If a font has few very large glyphs, the bbox for these large glyphs will be used for smaller glyphs as well. E.g. the FiguralBookPlain font in http://www.maps.org/news-letters/v20n2/v20n2-bulletin_full.pdf results in far too large bboxes for most of the first page's text. To reproduce, just search that document for text present on the first page in pdfview.
You can now get individual bounding boxes for glyphs with fz_bound_glyph. This isn't exposed in the text device yet, but will be once I update and merge the text branch.

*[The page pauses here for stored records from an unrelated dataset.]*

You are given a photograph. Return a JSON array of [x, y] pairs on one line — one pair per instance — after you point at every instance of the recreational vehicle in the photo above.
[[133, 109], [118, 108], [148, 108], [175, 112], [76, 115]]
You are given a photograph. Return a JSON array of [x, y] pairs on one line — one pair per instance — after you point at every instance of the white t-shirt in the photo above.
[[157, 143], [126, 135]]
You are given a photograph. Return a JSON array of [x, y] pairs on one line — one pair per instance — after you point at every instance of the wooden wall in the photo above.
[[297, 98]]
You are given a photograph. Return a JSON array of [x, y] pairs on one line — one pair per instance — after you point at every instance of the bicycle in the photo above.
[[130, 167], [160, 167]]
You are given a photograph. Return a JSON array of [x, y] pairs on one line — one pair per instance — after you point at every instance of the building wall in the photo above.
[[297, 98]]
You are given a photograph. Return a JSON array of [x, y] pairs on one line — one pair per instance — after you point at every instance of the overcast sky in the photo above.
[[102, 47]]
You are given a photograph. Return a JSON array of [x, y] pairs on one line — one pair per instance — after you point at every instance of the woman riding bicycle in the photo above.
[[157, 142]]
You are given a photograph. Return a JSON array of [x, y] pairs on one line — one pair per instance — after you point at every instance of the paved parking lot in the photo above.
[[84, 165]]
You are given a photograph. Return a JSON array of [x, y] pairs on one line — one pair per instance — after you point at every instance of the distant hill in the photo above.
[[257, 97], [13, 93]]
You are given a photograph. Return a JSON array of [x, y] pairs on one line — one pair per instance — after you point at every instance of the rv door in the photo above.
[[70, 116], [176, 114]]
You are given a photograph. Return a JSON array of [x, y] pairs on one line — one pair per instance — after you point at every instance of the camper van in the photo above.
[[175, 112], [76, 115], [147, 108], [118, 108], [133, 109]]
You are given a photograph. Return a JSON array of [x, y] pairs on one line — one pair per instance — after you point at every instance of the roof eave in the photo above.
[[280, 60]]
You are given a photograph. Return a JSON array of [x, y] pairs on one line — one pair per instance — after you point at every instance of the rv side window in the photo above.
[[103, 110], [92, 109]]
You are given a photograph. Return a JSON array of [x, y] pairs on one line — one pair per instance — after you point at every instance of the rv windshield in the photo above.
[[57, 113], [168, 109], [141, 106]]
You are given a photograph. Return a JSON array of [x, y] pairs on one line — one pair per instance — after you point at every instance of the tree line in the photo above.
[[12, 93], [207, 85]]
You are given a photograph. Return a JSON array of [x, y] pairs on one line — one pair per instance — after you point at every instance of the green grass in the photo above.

Here is an example of using fz_bound_glyph to compute per glyph bboxes. I'm not convinced that this is better, though. Another approach would be to distrust the freetype ascender/descender fields and compute them from some standard glyph instead. --- a/fitz/dev_text.c +++ b/fitz/dev_text.c @@ -415,10 +415,14 @@ fz_text_extract(fz_context *ctx, fz_text_device *dev, fz_text *text, fz_matrix c adv = ftadv / 65536.0f; fz_unlock(ctx, FZ_LOCK_FREETYPE); +#ifdef REAL_GLYPH_BBOXES + rect = fz_bound_glyph(ctx, font, text->items[i].gid, fz_identity); +#else rect.x0 = 0; rect.y0 = descender; rect.x1 = adv; rect.y1 = ascender; +#endif
(In reply to comment #2) > Here is an example of using fz_bound_glyph to compute per glyph bboxes. Thanks. An IMO better example can be found in our patchset, though, where we conditionally use fz_bound_glyph with additional fiddling to get better results than either of your two suggestions.